The application exposes all seven output formats supported by Clustal-Omega, selectable from a dropdown in the options panel. The result file is always offered for download with the correct file extension:

Clustal (.aln)

The classic Clustal format. Sequences are broken into blocks of 60 columns, with a conservation line below each block showing *, :, and . symbols for conservation level. Best for quick visual inspection.

FASTA / PHYLIP / Stockholm

FASTA is the most portable format for passing alignments to other tools. PHYLIP is required by many phylogenetics programs (e.g. RAxML). Stockholm is used by HMMER and Pfam for profile HMM construction.

MSF / SELEX / Vienna

MSF (GCG format) is accepted by older analysis pipelines. SELEX is used by some HMM tools. Vienna format is specific to RNA secondary structure alignment workflows.

Security Considerations

Because the app runs an external binary on user-provided input, several layers of protection were added to prevent misuse:

  • No shell expansion β€” clustalo is called via a Python list argument to subprocess.run(), never through a shell string, making shell injection impossible.
  • Extra-options blocklist β€” user-supplied CLI flags are parsed with shlex.split() and rejected if they contain shell metacharacters (; | & ` $ < >).
  • Download path validation β€” the /download/<filename> route validates the filename against a strict regex before constructing any file path, preventing directory traversal attacks.
  • Upload size cap β€” Flask's MAX_CONTENT_LENGTH is set to 16 MB. Input files are deleted immediately after the subprocess exits.

What I Learned

This project forced me to think about the full lifecycle of a bioinformatics tool β€” not just the science, but the engineering around it. Wrapping a command-line binary in a web interface is deceptively tricky: you have to handle everything the binary would normally tell the user via interactive prompts or manual flag inspection, and surface it clearly in a UI designed for researchers who may not be comfortable with the terminal.

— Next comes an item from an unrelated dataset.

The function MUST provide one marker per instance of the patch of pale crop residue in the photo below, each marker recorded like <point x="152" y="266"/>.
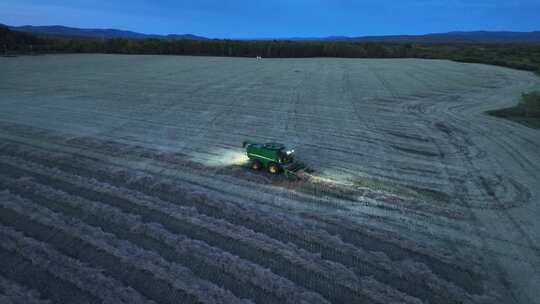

The most interesting technical challenge was the auto-detection logic. The naive approach (just check if it starts with >) breaks immediately when users paste sequences without headers, or when a PDB ID like 1SBI is ambiguous with a short sequence. Building the detection to be both robust and informative β€” giving users a specific, actionable error rather than "unrecognized format" β€” required careful iteration.

On the deployment side, I learned the practical aspects of running Flask in a production environment using Gunicorn, managing persistent processes on a shared university server, and using GitHub as the deployment pipeline so updates are a single git pull away.